Encyclopedia Britannica 2.0 to Compete with Wikipedia


The popular Encyclopedia Britannica went on-line. The 240-year-old information bank made a huge step into Web 2.0 with the introduction of its online version where anyone can add or edit content.

The online version of Britannica is expected to provide serious competition to Wikipedia. Besides, by contributing to the online source, users will also benefit from the fact that their name will be attached to the submission. Still, Jorge Cauz, Britannica's president, mentioned that all submission to the encyclopedia will be verified by professional editors.

"We're not trying to be a wiki - that's the last thing we want to be. Britannica doesn't offer that voyeuristic benefit. Users won't be able to write anything they want and have it published", he said, adding that Britannica cannot boast the same popularity among users as Wikipedia, having 1.5 visitors each day while Wikipedia registering about 6 million users.

Though the content of Britannica will heavily rely on the source's 2500 - 4500 regular experts, its director expressed hopes that with the continuous development of the web, the encyclopedia will be able to attract a higher number of potential contributors. Mr. Cauz mentioned that the online information source is popular among many top universities and Britannica's main goal is to attract as many experts as possible to improve its content, reports Times Online.
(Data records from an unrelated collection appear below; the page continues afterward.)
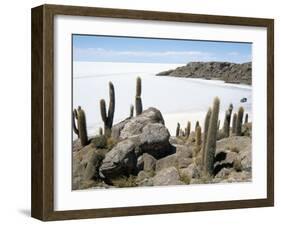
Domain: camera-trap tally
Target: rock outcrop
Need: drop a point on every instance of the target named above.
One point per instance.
(145, 133)
(228, 72)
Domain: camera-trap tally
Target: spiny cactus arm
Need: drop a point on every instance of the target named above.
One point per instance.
(100, 131)
(82, 127)
(138, 101)
(188, 129)
(239, 121)
(246, 118)
(178, 130)
(234, 120)
(212, 139)
(103, 110)
(75, 116)
(198, 135)
(138, 104)
(230, 108)
(111, 107)
(131, 111)
(226, 123)
(138, 87)
(196, 125)
(75, 113)
(206, 127)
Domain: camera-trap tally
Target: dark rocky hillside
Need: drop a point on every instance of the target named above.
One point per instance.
(228, 72)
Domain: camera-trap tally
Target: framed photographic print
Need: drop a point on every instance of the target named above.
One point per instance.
(141, 112)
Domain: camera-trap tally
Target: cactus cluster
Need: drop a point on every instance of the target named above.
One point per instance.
(138, 101)
(238, 129)
(187, 129)
(81, 128)
(246, 118)
(211, 139)
(234, 120)
(131, 111)
(206, 127)
(178, 130)
(198, 139)
(108, 117)
(227, 118)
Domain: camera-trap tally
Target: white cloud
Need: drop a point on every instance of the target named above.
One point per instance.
(112, 53)
(233, 53)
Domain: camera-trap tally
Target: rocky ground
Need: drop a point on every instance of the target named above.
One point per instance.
(141, 152)
(228, 72)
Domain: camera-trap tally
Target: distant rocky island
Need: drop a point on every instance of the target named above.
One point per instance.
(225, 71)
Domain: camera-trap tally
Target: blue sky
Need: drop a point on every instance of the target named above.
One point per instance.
(146, 50)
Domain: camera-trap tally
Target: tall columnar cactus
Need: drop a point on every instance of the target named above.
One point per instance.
(198, 137)
(131, 111)
(246, 118)
(178, 130)
(181, 133)
(226, 123)
(212, 139)
(108, 117)
(234, 120)
(196, 125)
(138, 101)
(75, 117)
(100, 131)
(187, 133)
(82, 127)
(239, 121)
(206, 127)
(230, 108)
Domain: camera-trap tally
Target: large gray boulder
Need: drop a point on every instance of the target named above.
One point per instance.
(121, 160)
(134, 126)
(168, 176)
(145, 133)
(234, 152)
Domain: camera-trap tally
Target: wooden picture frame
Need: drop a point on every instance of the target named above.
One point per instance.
(42, 203)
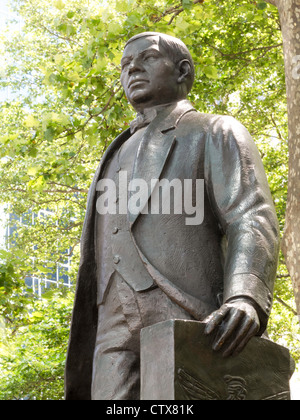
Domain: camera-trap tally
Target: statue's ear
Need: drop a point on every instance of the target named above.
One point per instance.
(184, 70)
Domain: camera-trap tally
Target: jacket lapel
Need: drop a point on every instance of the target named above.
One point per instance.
(154, 150)
(87, 239)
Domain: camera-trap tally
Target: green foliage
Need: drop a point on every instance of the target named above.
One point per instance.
(33, 359)
(68, 105)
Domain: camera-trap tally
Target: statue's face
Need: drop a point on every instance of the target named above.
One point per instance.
(149, 76)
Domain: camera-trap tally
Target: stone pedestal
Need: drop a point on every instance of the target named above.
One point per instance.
(178, 363)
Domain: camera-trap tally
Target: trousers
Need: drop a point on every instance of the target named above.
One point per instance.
(116, 364)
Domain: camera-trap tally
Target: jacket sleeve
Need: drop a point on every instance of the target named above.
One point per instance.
(240, 197)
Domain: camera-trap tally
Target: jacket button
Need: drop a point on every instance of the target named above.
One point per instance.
(116, 259)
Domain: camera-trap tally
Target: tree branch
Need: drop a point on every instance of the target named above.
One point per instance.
(274, 2)
(175, 11)
(286, 305)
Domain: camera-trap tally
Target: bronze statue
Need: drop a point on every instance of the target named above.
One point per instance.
(144, 267)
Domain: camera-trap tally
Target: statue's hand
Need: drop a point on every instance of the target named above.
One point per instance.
(236, 322)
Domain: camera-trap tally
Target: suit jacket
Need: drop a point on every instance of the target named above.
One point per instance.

Information that was submitted by non-academic users and non-Britannica scholars is going to be stored in a particular section, apart from the content submitted by experts. In addition, each article will include a history of changes with the names of the users that contributed.

Additional information about the features of Britannica will be offered over the next 6 months. There will be information regarding the article rating system, questions that users can ask Britannica's contributors and more. According to Mr. Cauz, the idea to make certain changes in Britannica occurred after a lot of feedback was gathered from its readers.

He added that it took a long time to prepare the necessary equipment that would help make changes more promptly. "We still want people to have to go through the editorial workflow. We are developing a curated knowledge database", said Mr. Cauz.